Капризная вдова - Кинг Валери. Страница 11

Шарлотта уселась за стол, положила перед собой лист бумаги и принялась составлять список. Дав сестрам согласие участвовать в их затее, Энджел уже горела нетерпением покорить Бат. Шутя и смеясь, они обсуждали детали, когда раздался стук в дверь и в библиотеку вошла одна из горничных.

– Извините, миссис Харт, но я не знаю, что ему ответить, – волнуясь и краснея, сказала она. – Мне показалось странным, что он хочет видеть мисс Бетси. Он ждет внизу, но без вашего позволения я не решилась позвать мисс Бетси.

– Кто же ее спрашивает? – Генриетта почувствовала, как сердце забилось в тягостном предчувствии.

– Молодой человек, мадам! Он представился вашим новым знакомым, мистером Брэндишем, и надо вам сказать, что такого красавца мне еще не приходилось видеть!

7

Оставив сестер в библиотеке, Генриетта вышла вслед за горничной и поплотнее прикрыла за собой двери. Что привело Короля Брэндиша в Раскидистые Дубы? Его приезд кажется тем более странным, что леди Рамсден наверняка выразила свое недовольство намерением племянника. Что бы это могло значить?

По дороге в прихожую Генриетта на мгновение остановилась возле зеркала и, поправив локоны у лба, бросила оценивающий взгляд на свое отражение. Намокшие под дождем длинные пряди перестали виться, поэтому на затылке их пришлось стянуть в узел. Пожалуй, она выглядит неплохо, но ей, конечно, далеко до элегантных дам Бродхорна.

Генриетта торопливо спустилась по лестнице и увидела того, с кем не надеялась больше встретиться. Сидя на корточках перед ретривером, Король чесал ему за ушами. Замерев в блаженстве, пес преданно глядел на своего спасителя.

– Мистер Брэндиш! – воскликнула Генриетта. – Признаюсь, я не ожидала увидеть вас у себя в доме.

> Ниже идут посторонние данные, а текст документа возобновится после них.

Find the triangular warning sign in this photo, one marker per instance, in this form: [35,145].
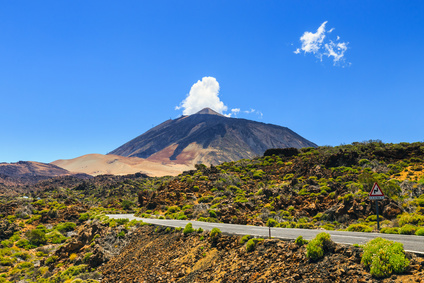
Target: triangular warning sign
[376,191]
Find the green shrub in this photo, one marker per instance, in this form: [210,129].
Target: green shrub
[126,204]
[411,219]
[33,218]
[205,199]
[408,229]
[188,229]
[36,237]
[173,209]
[83,217]
[251,244]
[55,237]
[215,233]
[300,241]
[314,250]
[244,239]
[392,230]
[65,227]
[6,243]
[212,213]
[384,257]
[271,222]
[87,257]
[51,259]
[258,174]
[359,228]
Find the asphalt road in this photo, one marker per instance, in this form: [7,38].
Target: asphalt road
[410,243]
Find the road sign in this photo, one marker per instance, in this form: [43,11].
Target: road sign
[376,193]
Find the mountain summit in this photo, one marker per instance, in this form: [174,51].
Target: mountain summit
[210,138]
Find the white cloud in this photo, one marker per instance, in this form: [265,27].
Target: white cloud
[311,42]
[235,111]
[335,50]
[203,94]
[318,44]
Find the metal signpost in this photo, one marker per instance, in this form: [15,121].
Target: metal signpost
[376,194]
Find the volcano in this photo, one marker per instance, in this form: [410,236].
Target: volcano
[210,138]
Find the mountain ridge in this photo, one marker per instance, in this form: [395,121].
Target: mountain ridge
[217,139]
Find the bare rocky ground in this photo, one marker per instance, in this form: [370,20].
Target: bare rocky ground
[159,255]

Он поднялся в полный рост и повернулся к ней. Молодая женщина вдруг почувствовала, что ноги стали как ватные. Маленькая прихожая куда-то исчезла – Генриетта видела перед собой только его, Короля Брэндиша. На нем был черный фрак, безупречно сидевший на широких плечах, затейливо повязанный галстук, белый жилет и черные панталоны. Вечер выдался холодный, поэтому Король надел начищенные до блеска ботфорты и пальто с капюшоном.

В полном соответствии с модой, введенной знаменитым лондонским денди Бруммелем, законодателем мод начала девятнадцатого века, в его костюме не было ничего вызывающего: фрак безупречного покроя, из кармашка жилета свешивался лишь один брелок. А вот Фредерик любил щегольнуть широкими лацканами, накладными плечами и носил столько разнообразнейших брелоков и печаток, что даже звенел при ходьбе. Тогда, шесть лет назад, Генриетте это очень нравилось, но с тех пор многое изменилось, и, глядя на Брэндиша, она снова убедилась в том, как жестоко ошиблась в муже, как наивны и романтичны были ее представления о любви и жизни.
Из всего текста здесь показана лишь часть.